Wednesday, August 13, 2008
Turns out the Big Bad Bear isn’t dead after all. Russia is puttin’ a beatdown on their little runaway -- Georgia. Most Americans hear that sorta news and wonder how that’ll affect the upcoming SEC football season. That’s the wrong Georgia guys. ANYWAY…
So the Russians are kickin’ a little ass and the tighty-righties have their knickers all in a bunch. pResident Bush says that Russia is using unacceptably harsh force in the situation. Funny, we said the same thing to the Bush-Wipe about Iraq and we were called traitors. But what lame duck chimp-dick says really doesn’t affect anyone anymore. What we’re worried about is skeevy John McSame.

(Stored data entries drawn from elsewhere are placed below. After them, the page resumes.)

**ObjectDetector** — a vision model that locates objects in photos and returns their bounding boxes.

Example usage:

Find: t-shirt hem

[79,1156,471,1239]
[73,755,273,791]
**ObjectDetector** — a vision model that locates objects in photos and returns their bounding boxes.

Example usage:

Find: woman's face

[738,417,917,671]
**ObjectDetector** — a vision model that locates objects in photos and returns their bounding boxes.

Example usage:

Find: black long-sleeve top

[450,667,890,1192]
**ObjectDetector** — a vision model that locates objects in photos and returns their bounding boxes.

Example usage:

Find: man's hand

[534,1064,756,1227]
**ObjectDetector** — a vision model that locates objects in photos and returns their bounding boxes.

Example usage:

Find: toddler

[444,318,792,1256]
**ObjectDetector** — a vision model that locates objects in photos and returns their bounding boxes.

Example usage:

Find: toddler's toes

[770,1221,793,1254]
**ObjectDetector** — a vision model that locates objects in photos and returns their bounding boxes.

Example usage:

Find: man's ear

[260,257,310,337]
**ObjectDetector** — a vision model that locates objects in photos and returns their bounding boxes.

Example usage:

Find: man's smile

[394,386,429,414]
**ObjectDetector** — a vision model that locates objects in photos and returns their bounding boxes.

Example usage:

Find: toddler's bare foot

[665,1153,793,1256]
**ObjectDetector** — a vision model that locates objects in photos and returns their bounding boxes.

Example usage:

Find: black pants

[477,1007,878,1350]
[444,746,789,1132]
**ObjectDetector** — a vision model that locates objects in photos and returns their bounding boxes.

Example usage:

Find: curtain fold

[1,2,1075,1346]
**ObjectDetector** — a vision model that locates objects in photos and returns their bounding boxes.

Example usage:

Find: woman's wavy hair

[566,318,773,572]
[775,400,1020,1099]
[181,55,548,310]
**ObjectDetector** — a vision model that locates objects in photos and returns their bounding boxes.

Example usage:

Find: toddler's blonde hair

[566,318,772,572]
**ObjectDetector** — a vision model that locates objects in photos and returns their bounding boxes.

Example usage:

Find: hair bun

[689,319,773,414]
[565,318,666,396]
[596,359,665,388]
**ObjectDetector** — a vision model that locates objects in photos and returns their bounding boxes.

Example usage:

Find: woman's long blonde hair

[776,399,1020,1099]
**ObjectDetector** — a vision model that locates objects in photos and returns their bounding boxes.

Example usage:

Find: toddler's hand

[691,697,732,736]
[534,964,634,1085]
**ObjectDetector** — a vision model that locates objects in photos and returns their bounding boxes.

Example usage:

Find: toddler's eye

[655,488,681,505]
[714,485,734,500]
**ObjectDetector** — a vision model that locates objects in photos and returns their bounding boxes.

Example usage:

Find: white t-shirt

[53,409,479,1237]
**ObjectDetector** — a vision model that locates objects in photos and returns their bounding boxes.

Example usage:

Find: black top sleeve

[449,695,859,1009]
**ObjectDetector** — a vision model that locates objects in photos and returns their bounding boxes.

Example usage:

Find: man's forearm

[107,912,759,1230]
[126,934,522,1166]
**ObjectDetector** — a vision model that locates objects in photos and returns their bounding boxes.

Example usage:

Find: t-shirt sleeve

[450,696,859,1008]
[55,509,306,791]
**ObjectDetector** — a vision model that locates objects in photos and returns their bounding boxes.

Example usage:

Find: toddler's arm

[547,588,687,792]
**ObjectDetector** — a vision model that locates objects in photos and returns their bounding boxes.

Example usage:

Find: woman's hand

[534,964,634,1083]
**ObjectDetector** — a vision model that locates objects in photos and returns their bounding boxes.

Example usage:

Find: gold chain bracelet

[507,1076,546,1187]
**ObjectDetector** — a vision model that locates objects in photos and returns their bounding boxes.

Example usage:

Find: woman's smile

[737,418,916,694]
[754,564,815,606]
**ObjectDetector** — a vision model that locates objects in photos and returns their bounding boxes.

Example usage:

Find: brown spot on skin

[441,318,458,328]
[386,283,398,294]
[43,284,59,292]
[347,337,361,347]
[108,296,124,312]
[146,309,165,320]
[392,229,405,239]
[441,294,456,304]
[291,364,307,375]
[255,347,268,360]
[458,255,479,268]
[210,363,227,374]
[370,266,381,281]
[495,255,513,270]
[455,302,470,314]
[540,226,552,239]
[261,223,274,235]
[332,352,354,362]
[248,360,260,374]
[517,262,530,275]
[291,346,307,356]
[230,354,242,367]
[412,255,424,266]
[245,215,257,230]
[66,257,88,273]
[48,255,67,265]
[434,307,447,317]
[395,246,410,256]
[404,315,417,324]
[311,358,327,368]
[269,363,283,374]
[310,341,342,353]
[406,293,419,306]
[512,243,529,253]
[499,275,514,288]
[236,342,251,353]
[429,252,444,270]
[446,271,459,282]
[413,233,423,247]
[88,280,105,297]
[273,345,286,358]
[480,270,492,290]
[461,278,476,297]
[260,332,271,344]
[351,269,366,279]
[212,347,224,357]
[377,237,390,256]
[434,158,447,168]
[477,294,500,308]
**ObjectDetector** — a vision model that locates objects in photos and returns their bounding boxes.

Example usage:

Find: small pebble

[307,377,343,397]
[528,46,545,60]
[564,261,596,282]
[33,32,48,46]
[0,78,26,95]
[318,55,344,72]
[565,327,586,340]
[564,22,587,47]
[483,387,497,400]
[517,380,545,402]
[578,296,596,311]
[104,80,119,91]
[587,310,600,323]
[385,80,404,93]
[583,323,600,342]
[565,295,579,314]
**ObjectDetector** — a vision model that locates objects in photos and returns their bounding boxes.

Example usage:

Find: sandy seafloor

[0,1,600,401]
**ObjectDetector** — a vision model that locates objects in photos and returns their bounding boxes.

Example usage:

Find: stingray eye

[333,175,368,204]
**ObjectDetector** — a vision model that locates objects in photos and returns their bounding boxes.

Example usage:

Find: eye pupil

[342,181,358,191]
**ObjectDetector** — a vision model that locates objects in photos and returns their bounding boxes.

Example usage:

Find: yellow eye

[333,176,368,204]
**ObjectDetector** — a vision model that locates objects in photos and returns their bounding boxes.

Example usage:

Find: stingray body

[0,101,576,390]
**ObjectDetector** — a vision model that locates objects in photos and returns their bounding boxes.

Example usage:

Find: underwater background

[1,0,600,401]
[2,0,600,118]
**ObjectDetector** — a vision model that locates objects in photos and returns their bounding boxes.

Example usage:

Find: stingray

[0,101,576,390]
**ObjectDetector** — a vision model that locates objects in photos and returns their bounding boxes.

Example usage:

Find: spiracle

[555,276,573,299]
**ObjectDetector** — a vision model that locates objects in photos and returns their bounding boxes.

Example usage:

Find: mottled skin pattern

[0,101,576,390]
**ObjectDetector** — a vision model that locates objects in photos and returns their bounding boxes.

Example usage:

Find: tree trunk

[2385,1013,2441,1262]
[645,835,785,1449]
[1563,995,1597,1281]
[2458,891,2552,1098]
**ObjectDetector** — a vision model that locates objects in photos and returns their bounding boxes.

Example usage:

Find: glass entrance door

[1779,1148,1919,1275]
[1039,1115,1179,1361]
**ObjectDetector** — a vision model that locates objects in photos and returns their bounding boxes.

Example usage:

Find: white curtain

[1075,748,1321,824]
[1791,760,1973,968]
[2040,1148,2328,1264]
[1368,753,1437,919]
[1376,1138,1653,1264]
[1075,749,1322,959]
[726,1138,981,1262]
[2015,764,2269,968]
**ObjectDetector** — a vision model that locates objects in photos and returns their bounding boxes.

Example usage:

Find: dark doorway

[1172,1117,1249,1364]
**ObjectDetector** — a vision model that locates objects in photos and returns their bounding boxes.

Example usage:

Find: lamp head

Yup…old Uncle Fester is saber rattling. He yaps that Georgia is one of our BFF’s and that we’ll stick our wieners in the blender to help ‘em out. No mention of how broken our armed forces are ‘cause of Iraq and Afghanistan. Nope…just threats of violence. Here’s the crux of our biscuit today:
Does anyone wonder why Senator McLame is so hell-bent on stickin’ it to the Russkies? We don’t wonder ‘cause we know. Ever heard of Randy Scheunemann? We have. Ya see, Scheunemann is one of those neocons who’s job was to get us into a war with Iraq. Good work Randy. For almost four years, Schheunemann was the only Washington lobbyist working for the country of Georgia. Today Scheunemann is a senior foreign affairs advisor to…you guessed it…Senator John McCain. If that isn’t the stinkiest, steaming piece of horse-cadoodle…we don't know what is. You wonder why we hate politicians? Perfect. Example.